El familiar proceso de creación le hizo sentirse mejor, y al menos durante un rato logró olvidarse de Alida.

Cuando hubo acabado, enchufó el ordenador y lo encendió. Tal como había supuesto estaba protegido por contraseña, y sus tímidos intentos de acertarla al azar fracasaron. De todas maneras estaba convencido de que aunque consiguiera descifrar la contraseña se encontraría con más niveles de seguridad. Los planes de Blaine podían hallarse en ese ordenador, pero si no daba con el modo de entrar sería como si estuvieran en la cara oculta de la luna.
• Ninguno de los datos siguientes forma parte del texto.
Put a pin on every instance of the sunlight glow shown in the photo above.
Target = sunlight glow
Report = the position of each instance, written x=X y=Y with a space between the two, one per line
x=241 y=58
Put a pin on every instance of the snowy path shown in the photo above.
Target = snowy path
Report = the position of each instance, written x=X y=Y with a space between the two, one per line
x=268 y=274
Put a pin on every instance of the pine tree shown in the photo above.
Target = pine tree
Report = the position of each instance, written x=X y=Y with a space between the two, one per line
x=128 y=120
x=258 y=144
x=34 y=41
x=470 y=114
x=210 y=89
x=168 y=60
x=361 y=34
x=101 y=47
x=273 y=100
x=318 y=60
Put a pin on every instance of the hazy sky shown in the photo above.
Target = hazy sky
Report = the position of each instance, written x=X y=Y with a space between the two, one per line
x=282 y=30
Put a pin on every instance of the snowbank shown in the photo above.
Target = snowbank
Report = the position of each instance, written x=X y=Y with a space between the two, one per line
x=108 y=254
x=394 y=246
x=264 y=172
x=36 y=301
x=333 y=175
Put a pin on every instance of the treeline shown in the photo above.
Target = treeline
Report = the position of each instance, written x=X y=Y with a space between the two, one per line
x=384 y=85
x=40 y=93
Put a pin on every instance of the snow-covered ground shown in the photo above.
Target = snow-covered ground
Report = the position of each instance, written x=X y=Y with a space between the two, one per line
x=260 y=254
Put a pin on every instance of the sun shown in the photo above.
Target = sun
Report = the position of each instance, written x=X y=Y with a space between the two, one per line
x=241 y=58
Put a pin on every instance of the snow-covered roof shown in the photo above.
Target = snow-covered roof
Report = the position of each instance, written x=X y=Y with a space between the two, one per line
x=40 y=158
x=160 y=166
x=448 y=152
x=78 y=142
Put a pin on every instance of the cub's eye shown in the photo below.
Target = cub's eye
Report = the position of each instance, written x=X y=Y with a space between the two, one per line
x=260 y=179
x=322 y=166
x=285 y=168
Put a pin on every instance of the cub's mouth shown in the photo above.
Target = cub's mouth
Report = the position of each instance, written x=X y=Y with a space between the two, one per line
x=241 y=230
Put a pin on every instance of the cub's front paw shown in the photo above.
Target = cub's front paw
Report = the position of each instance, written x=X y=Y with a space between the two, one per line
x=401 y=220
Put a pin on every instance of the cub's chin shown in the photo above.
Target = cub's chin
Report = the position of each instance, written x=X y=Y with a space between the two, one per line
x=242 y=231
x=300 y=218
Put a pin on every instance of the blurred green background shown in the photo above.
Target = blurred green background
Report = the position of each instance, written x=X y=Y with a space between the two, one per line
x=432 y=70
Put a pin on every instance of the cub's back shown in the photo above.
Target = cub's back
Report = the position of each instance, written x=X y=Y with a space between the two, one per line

De cualquier modo, en ese momento no tenía tiempo para eso. Lo guardó en la maleta con el resto de sus cosas, abandonó su habitación, guardó el equipaje en el jeep y se marchó. El vehículo disponía de GPS, y cuando introdujo la dirección le indicó que la distancia hasta Fort Detrick, en Maryland, era de dos mil ochocientos kilómetros y que conduciendo a la velocidad legal tardaría treinta horas en llegar. Calculó que si iba unos diez kilómetros por encima del límite legal y solo paraba a poner gasolina podía reducir el viaje a unas veinticinco o veintiséis horas. No se atrevía a ir más deprisa. Sin carnet de conducir no podía arriesgarse a que la policía lo parara.

Miró la hora. Eran las diez de la mañana. Alida le había dicho que el avión de su padre salía temprano, así que seguramente ya estaría volando. Había comprobado los vuelos, y esa mañana no había ninguno directo a Washington, de modo que tendría que hacer escala. Contando con la diferencia horaria Blaine no llegaría a Fort Detrick hasta la noche, como muy pronto. En cuanto al atentado, según el tristemente famoso calendario de Chalker debía ser al día siguiente.

Él llegaría a Fort Detrick al mediodía del día siguiente, y en esos momentos no tenía forma de saber si tendría tiempo de interceptar a Blaine. Naturalmente cabía la posibilidad de que Blaine no se dirigiera a Fort Detrick, que todo fuera un ardid y que volara directo a Washington. Fuera como fuese Gideon tendría que ocuparse de eso cuando llegara a la costa este.

No tenía la menor idea de lo que haría una vez allí. Lo cierto era que carecía de un plan y de cualquier estrategia de ataque, pero al menos, reflexionó mientras avanzaba por la carretera, disponía de veintiséis horas para pensar en una.